AVEC UN PESSIMISTE UNE CURE DE DÉSINTOXICATION S’IMPOSE.
Stop! Il est temps d’enrayer la spirale du négativisme et de l’insatisfaction.

Que vous soyez collègue ou manager de Geignard, comment le gérer au mieux et éviter la contamination, sans pour autant le reléguer au rang de pestiféré à mettre en quarantaine ?

Le premier point à éclaircir consiste à vous demander pourquoi il voit tout en noir, en veillant à ne pas vous immiscer dans sa vie personnelle. Essayez d’identifier habilement les raisons de son mal-être, car s’il gémit et ne cesse de râler, ce n’est sans doute pas pour rien.

Sa motivation professionnelle s’est éteinte ? Pour quelles raisons ? S’agit-il d’une déception professionnelle (responsabilités en deçà de celles du poste « vendu » lors de l’entretien d’embauche, par exemple), d’émotions qu’il ne s’autorise pas à exprimer (comme la peur de perdre son poste), de ressentiment lié à un manque de reconnaissance… ? En règle générale, une personne devient aigrie quand elle n’est pas reconnue à sa juste valeur dans l’entreprise. Geignard manque-t-il de reconnaissance financière ? Sociale ? Pourquoi ressent-il cette impression désagréable d’être pris pour une marionnette ? Existe-t-il des éléments sur lesquels vous pouvez agir pour restaurer son engagement et son enthousiasme ? Pousser Geignard à nommer ce qui le préoccupe requiert beaucoup d’habileté, d’une part pour ne pas le braquer et, d’autre part, parce qu’il présente une fâcheuse tendance à tout vouloir généraliser, si bien qu’il ne sait plus très bien pourquoi il se plaint et finit par pester contre tout.

Apprenez-lui les mots positifs de l’entreprise, aujourd’hui absents de son champ lexical : challenge, réussite, succès, amélioration, construction, victoire, évolution, etc.
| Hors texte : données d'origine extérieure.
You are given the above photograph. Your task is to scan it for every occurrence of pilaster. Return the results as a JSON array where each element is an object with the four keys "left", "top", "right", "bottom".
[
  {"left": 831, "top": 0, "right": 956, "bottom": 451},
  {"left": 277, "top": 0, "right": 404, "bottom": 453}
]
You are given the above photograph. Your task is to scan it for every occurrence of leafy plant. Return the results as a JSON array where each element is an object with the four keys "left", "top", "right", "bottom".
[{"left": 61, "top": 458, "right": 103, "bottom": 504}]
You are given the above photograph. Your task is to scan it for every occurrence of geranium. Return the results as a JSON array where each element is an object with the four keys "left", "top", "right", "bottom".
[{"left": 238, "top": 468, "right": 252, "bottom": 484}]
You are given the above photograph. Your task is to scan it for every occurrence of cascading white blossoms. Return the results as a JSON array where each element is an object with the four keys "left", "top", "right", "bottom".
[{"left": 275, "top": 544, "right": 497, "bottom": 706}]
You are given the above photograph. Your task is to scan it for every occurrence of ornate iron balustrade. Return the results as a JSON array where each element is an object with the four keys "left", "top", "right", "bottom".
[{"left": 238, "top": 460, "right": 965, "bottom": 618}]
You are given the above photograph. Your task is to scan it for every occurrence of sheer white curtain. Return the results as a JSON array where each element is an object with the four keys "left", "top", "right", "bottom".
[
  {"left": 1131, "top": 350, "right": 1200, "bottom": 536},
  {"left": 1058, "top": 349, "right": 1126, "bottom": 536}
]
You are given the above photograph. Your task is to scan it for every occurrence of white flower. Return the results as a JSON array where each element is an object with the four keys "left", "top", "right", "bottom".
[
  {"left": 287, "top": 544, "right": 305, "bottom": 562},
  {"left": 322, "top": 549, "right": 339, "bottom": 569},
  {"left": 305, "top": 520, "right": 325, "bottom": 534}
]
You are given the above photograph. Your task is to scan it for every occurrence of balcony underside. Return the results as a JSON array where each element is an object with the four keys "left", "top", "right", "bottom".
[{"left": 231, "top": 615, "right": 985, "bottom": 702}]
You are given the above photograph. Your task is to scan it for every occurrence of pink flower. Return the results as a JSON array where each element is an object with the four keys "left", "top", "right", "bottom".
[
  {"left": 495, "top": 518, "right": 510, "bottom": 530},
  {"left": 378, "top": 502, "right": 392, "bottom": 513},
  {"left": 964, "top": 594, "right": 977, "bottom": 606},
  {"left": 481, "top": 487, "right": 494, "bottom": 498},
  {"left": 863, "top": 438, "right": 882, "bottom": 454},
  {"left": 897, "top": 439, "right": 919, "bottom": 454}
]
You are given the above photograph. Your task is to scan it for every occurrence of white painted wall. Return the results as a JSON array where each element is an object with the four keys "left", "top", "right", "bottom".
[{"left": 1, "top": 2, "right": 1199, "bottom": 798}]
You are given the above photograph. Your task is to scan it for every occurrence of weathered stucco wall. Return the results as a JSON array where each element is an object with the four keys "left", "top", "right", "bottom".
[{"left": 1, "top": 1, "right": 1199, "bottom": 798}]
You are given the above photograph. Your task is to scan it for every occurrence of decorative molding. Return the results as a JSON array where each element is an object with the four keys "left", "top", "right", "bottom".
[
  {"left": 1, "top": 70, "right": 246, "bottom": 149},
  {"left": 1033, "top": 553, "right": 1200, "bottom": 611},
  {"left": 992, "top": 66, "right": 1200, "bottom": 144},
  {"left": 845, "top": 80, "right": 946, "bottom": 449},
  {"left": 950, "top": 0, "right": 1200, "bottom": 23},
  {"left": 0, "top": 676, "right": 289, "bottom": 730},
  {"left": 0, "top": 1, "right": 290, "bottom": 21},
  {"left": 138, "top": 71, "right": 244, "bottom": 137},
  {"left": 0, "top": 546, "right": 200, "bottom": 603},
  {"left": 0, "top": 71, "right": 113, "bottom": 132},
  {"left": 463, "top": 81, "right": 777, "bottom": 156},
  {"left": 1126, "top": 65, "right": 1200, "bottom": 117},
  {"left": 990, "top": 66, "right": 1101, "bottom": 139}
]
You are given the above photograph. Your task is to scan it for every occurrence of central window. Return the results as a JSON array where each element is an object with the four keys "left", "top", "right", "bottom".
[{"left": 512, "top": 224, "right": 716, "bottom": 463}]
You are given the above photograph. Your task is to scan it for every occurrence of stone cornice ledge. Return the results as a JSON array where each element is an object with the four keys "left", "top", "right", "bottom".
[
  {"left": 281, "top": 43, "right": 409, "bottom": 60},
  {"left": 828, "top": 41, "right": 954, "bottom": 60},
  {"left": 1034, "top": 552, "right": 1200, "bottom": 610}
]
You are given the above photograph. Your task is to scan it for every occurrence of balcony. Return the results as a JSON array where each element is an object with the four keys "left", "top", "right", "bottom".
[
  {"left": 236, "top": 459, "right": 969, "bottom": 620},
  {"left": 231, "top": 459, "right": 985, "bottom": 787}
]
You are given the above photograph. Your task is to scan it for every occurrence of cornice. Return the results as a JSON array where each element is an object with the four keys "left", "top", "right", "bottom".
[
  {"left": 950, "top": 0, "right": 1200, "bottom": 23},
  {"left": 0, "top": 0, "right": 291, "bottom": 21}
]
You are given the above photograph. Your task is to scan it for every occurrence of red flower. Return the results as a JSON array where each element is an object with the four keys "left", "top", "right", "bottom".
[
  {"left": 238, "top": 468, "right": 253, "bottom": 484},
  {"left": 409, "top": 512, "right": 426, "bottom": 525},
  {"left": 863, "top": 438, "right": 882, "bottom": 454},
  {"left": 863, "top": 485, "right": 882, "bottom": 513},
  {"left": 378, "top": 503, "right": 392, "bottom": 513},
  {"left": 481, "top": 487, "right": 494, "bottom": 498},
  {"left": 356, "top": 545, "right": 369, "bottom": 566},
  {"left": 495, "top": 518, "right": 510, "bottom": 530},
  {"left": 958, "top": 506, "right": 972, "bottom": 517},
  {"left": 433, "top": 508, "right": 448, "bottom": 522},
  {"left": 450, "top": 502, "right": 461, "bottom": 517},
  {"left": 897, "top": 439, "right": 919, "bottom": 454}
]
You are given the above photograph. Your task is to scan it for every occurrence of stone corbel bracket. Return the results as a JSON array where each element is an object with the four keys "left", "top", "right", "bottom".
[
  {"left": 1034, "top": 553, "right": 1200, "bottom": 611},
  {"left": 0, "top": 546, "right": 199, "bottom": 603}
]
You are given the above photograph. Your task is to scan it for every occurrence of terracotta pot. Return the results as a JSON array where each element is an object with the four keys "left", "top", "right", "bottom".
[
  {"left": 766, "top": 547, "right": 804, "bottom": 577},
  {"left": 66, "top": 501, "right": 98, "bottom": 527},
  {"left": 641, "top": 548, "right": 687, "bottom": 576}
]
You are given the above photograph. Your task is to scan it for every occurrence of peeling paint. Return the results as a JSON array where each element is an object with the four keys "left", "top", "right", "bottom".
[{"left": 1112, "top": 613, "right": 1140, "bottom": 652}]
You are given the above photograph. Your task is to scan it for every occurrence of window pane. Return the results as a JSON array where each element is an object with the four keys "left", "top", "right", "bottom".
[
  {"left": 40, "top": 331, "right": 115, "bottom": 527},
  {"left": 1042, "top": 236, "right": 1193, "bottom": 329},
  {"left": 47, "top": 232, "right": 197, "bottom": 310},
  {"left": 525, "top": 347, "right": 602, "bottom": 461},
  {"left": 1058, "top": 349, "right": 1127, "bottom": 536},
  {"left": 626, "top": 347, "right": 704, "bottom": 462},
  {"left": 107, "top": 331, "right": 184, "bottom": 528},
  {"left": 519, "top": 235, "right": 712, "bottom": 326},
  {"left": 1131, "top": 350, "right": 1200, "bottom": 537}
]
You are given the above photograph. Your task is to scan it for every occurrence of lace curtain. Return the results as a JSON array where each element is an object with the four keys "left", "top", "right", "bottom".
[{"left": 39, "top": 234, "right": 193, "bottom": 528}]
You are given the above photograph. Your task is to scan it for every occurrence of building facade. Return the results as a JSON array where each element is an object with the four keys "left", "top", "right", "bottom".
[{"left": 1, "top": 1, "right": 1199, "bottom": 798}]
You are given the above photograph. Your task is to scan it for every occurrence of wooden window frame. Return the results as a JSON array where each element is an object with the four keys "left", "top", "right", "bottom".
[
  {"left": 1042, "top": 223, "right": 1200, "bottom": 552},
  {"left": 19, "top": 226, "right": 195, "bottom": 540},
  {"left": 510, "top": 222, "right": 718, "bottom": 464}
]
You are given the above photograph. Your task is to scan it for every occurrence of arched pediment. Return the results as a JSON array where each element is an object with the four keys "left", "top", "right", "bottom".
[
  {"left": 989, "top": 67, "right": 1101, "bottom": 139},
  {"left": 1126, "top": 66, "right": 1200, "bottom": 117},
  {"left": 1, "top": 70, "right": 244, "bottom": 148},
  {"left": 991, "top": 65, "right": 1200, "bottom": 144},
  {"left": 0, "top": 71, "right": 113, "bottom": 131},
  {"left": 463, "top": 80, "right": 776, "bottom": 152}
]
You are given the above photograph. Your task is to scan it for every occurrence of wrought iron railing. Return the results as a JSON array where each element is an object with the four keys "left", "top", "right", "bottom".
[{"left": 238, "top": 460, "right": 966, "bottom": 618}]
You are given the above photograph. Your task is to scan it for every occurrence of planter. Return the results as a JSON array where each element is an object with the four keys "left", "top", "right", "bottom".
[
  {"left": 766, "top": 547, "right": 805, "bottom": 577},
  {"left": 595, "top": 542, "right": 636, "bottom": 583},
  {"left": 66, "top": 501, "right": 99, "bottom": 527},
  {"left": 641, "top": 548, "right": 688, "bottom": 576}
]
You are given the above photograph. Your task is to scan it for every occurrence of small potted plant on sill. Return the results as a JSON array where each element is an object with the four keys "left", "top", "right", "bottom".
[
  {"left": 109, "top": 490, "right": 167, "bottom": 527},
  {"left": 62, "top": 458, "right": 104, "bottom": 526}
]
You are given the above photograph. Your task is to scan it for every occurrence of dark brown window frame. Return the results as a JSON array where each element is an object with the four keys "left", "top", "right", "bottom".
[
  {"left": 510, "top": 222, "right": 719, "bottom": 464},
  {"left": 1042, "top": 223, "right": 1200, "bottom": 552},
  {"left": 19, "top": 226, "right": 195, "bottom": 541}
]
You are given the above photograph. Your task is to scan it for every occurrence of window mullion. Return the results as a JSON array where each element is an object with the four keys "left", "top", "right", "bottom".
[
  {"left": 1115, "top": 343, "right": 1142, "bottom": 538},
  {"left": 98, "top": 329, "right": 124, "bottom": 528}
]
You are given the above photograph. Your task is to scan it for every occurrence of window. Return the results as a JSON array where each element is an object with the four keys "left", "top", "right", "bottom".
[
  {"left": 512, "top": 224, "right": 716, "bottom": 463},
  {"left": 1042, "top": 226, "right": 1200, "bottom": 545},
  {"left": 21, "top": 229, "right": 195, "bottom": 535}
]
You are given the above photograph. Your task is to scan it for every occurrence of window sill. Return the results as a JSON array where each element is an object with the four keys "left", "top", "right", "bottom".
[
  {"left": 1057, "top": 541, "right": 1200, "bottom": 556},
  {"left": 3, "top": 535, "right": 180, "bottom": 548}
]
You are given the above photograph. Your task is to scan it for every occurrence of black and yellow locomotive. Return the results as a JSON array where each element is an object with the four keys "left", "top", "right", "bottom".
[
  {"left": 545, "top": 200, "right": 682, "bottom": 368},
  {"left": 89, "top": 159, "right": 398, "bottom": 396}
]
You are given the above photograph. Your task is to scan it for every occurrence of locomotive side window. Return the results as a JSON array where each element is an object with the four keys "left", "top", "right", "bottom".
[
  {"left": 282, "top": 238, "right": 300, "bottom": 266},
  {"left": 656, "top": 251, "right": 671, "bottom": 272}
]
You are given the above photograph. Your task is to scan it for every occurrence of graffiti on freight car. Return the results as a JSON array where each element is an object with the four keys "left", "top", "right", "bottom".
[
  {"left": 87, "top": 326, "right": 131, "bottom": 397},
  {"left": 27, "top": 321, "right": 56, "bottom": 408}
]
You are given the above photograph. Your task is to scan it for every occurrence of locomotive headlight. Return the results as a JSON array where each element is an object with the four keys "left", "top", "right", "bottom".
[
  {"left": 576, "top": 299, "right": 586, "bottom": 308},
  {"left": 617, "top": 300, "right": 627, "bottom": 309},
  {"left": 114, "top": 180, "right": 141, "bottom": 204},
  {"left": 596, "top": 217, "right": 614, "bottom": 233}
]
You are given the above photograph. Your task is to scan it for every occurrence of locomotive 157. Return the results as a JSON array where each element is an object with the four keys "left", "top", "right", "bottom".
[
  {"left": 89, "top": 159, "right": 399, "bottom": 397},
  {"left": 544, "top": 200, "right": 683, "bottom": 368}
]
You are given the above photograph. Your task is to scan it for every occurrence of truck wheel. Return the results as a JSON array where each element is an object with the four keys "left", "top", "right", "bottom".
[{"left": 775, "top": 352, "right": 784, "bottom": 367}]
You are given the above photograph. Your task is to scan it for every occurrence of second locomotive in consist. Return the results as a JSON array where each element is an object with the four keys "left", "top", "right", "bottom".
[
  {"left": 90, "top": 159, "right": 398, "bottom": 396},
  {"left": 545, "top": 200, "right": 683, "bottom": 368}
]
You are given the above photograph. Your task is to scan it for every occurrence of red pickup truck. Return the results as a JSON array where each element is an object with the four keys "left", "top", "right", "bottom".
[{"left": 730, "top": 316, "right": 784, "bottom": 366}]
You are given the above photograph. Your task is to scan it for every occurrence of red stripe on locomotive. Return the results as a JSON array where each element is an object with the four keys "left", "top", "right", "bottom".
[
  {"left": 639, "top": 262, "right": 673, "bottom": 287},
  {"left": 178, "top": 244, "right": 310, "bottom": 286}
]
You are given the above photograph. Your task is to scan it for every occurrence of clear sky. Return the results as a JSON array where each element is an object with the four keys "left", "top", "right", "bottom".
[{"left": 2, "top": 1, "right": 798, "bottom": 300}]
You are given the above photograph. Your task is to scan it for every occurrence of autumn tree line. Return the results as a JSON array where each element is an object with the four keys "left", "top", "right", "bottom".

Tentez de combattre sa mélancolie en lui prouvant que tout n’est pas si noir.

Trouvez par exemple un point d’accroche valorisable à ses yeux… En portant ainsi son attention sur des éléments positifs, vous parviendrez peu à peu à l’entendre dire : « c’était bien » ou « j’ai aimé ». Qui sait, peut-être obtiendrez-vous un « c’était génial ! » ou « j’ai adoré ! ». Et avec un peu de persévérance, la métamorphose pourra être totale, avec un Geignard qui se promènera dans les couloirs le sourire aux lèvres…

Mais pour en arriver là, vous allez devoir mettre en œuvre la stratégie dite « des petits pas ».

POUR FAIRE UN GRAND SAUT, COMBIEN DE PETITS PAS ?
Cette méthode de management consiste à proposer (explicitement ou non) à un collaborateur des étapes relativement faciles à franchir, afin de lui permettre d’entrer progressivement dans la spirale du succès. Cette approche, contraire à celle (plutôt décourageante et démotivante) du « tout, tout de suite », permet de gonfler la confiance et l’estime de soi par petites touches.

Valorisez Geignard, en mettant en avant chaque petit progrès du quotidien Ne soyez pas avare de compliments : « j’ai apprécié que tu sois concis et efficace pour gérer ce dossier. »

N’oubliez pas…
UNE VICTIME EST COMPARABLE A UN COMPTE BANCAIRE « DANS LE ROUGE », À LA DIFFÉRENCE PRÈS QU’ELLE NI RENFERME PAS DE LIQUIDITÉS, MAIS DE L’AFFECT.

Rien de tel pour extraire quelqu’un de la morosité que de l’inciter réfléchir en termes de solutions. Ainsi, questionnez Geignard pour l’amener à trouver lui-même une sortie vers le haut ; il est essentiel que les options viennent de lui.

Méfiez-vous de ses tentatives de séduction. Restez ferme et protégez-vous. Faites preuve de compréhension sans entrer dans le jeu de ses lamentations. Ne vous laissez pas attendrir. Il adore se positionner en victime, attendant passivement que vous jouiez le sauveteur (afin de l’entretenir dans son rôle de victime).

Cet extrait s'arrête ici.